The situation is worse than ever right now because the leadership of both parties is farther from mainstream than they have been in many years. Kind of like when Microsoft released Windows Me and Apple released Mac OS 9 - the worst operating systems either of them had released, ever. It's amazing that more Republicans aren't upset with Bush, since he's the exact opposite of a fiscal conservative. Thanks to his tax cuts and bloated budgets, the U.S. has the largest deficit in history. Most Republicans haven't actually saved money because of Bush's tax cuts anyway, because although federal taxes went down, local taxes, state taxes, and property taxes have all gone up in the last three years, not to mention health care costs, which have gone up by even more for most people. (Of course the richest of the rich still came out ahead, but remember that about 50% of the country is Republican, so most of them are clearly not rich.) But the Democratic leadership is no better. The Democratic leadership got the majority of the Democrats in Congress to vote in favor of the pre-emptive war in Iraq even though the majority of Democrats either opposed the war altogether, or opposed going to war unless we had the full support of the U.N.
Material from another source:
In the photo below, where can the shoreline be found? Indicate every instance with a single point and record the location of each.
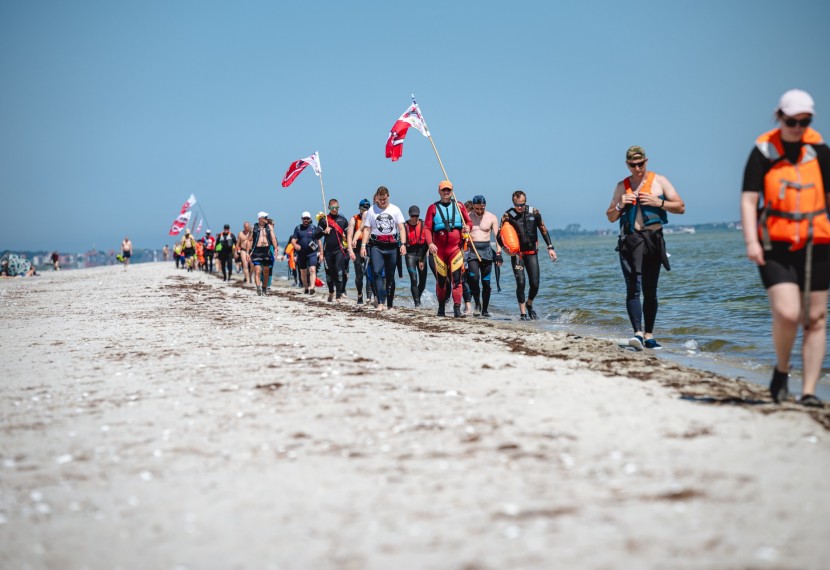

So what's the political equivalent of open-source software, like Linux, Mozilla, OpenOffice, and FreeBSD? Third-party candidates, of course. The big two players (Microsoft and Apple, Republicans and Democrats) like to make everyone think that there are only two choices. They actually work together to make sure that it's almost impossible for a third-party to enter the race at all. In the computer world, companies require licensing fees in order to use the technology required to interoperate with them, thereby making it impossible for free and open-source software to compete. Apple and Microsoft are both guilty of this. In the political world, both the Democrats and Republicans have changed the rules so that it's almost impossible for a third-party to win anything. For example, they're not allowed to debate the Republicans and Democrats on T.V., and the congressional districts are Gerrymandered so that third-parties have no chance of winning them.

Imagine if we had instant-runoff voting. Instead of voting for one candidate, you'd vote for all of the candidates you're happy with, or perhaps you'd rank your top three. Then the candidate with the least number of votes is eliminated, one at a time, until one is left. That way, voting for a third-party would never be "throwing your vote away", and the polls would suddenly reflect how people really feel on a number of issues, rather than simply reflecting which of the two major parties most people are willing to compromise with.

One last analogy. The current media situation is kind of like if you had to get all of your computer news from Microsoft and Apple press releases, plus a few 'totally unbiased' analysts like Laura DiDio. So if you want to learn about politics, stay away from all television news. At worst it's horribly biased, and when it's at its best it's very incomplete, never telling enough of the story before going on to the next headline. Use Google News to learn about the major headlines, then read a few different takes on each story. Consider reading both left-leaning and right-leaning news sources, as well as everywhere-leaning, and then making up your own mind.